Acting responsibly apparently means laying down and quietly dying, not trying to get the hell out of there, or help others survive.
The P-D also reports the official story: No inmates died. That may turn out to be true. I certainly hope so. But if 517 people are unaccounted for, as Human Rights Watches says, somebody needs to do some explaining.

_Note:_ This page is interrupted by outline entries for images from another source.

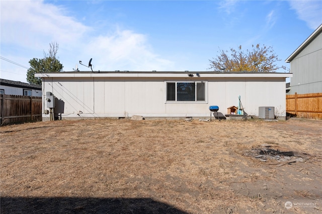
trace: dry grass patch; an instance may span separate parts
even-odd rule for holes
[[[2,213],[318,212],[321,127],[109,119],[3,127]],[[278,167],[244,155],[264,143],[309,158]],[[294,200],[317,205],[286,209]]]

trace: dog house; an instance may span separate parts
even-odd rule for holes
[[[235,106],[232,106],[227,108],[227,114],[237,114],[237,108]]]

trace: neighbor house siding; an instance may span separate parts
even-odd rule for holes
[[[286,60],[286,62],[290,63],[291,71],[293,74],[289,94],[322,92],[321,32],[320,26],[312,38],[309,38],[310,40],[308,39],[308,41],[304,42],[307,44]]]

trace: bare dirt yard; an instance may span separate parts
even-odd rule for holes
[[[4,126],[1,211],[321,213],[321,141],[298,119]]]

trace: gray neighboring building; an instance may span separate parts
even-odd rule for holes
[[[41,86],[0,79],[0,94],[41,97]]]
[[[322,92],[322,25],[285,60],[290,63],[288,94]]]

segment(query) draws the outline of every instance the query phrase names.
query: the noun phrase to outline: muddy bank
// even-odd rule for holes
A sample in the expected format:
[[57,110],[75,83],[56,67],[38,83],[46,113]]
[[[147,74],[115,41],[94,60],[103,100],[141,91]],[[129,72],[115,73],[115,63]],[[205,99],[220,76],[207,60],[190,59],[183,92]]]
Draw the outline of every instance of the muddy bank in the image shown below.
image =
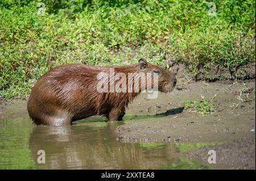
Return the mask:
[[[255,82],[245,85],[179,81],[175,92],[160,94],[155,100],[147,99],[146,94],[138,97],[127,111],[130,116],[126,116],[126,124],[117,128],[118,139],[125,142],[221,143],[194,149],[184,155],[207,164],[208,151],[214,149],[219,155],[215,168],[255,169]],[[243,102],[240,102],[237,97],[245,86],[248,88],[248,98],[242,96]],[[216,94],[212,114],[201,116],[184,110],[183,100],[200,100],[201,95],[208,100]]]
[[[173,65],[174,64],[171,64]],[[212,64],[209,67],[197,66],[196,75],[193,75],[191,72],[193,70],[189,68],[190,65],[178,64],[175,67],[179,66],[182,70],[182,73],[185,73],[192,79],[197,81],[208,81],[210,82],[223,80],[246,80],[252,79],[255,78],[255,63],[250,63],[246,65],[241,65],[237,66],[234,70],[229,70],[224,66],[216,66]]]
[[[155,99],[148,99],[147,94],[142,94],[129,106],[124,121],[120,124],[105,123],[100,116],[92,117],[90,121],[110,126],[117,142],[216,142],[216,145],[193,148],[180,155],[212,169],[255,169],[255,81],[247,81],[246,84],[228,81],[209,83],[183,77],[178,75],[173,92],[159,92]],[[240,102],[237,98],[242,90],[245,90],[243,102]],[[216,94],[212,114],[201,116],[184,109],[184,100],[200,100],[201,96],[208,100]],[[2,100],[0,119],[27,119],[26,103],[26,100],[18,99],[9,105]],[[216,151],[216,165],[207,162],[210,149]]]
[[255,169],[255,139],[242,139],[228,142],[220,145],[210,145],[198,149],[192,149],[183,153],[187,158],[199,160],[205,165],[209,155],[209,150],[216,153],[216,164],[210,164],[212,168],[229,169]]

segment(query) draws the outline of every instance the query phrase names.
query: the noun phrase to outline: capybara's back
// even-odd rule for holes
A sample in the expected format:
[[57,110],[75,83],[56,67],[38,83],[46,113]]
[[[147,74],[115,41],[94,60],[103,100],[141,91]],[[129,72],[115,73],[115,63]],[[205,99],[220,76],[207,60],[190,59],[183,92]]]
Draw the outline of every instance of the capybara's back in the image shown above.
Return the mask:
[[[171,91],[176,84],[175,75],[143,59],[137,64],[115,68],[115,73],[122,72],[127,77],[129,72],[156,70],[162,75],[159,90]],[[93,115],[121,120],[126,107],[139,92],[100,92],[97,75],[102,73],[109,74],[109,68],[69,64],[51,69],[32,90],[27,103],[30,117],[36,124],[50,125],[69,125]]]
[[61,125],[97,114],[94,95],[98,72],[97,67],[82,64],[50,70],[32,89],[27,103],[30,117],[36,124]]

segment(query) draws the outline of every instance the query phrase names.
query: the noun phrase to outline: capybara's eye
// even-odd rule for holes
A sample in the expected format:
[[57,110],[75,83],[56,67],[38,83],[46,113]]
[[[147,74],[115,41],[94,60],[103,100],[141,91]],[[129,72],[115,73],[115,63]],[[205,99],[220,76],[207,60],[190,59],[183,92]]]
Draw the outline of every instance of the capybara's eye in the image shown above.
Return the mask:
[[159,74],[160,73],[159,72],[159,70],[158,70],[158,69],[154,69],[153,70],[153,73],[155,73]]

In addition, way back on September 5, Newsday carried a human interest story on a corrections officer’s “harrowing escape” from the flood. The fate of the prisoners is not the main focus of the article, but it contains some interesting information nonetheless:
As Katrina raged Monday outside the prison on Perdido Street, water
began seeping into the building where Barnes worked. Toilets began to
back up. By Tuesday, the water inside was about 3 feet high and about
320 inmates had to be moved to the second floor, she said.As water rose 5 feet high that evening, the situation became
desperate, she said. About 40 civilians, including family members of
prison workers, had also taken refuge at the jail. Word spread among
the inmates that the Ninth Ward neighborhood of New Orleans, where many
had family, was underwater. Unfed for days, the inmates began to riot
inside their cellblocks, Barnes said.“We had no phone lines, no electricity,” she said. “There was raw
gas in the water … If it wasn’t for the deputies, a lot of people
would have died.”She believes many drowned anyway, including inmates housed on the
first floor of the Templeman 3 building, where Barnes said that in the
chaos, some inmates may have remained locked inside.“We evacuated everybody who was at the jail as far as we know once
we got there,” said Pam Laborde, a spokeswoman for the Louisiana
Department of Corrections, which helped evacuate the prison. Laborde
said she could not confirm what may have happened before rescuers from
her agency arrived.
Too many contradictory stories here.
It’s been a week since Human Rights Watch issued the results of its investigation, and if reporters had been talking to people in New Orleans long before that they would have heard rumors worth following up. It’s really outrageous that no major paper has investigated this story.
UPDATE: I see (via Ben Greenberg, who has much more information on the story) that in fact the New York Times had an editorial on the subject today. Calling for an investigation is good. Sending some talented reporters out to investigate would be better.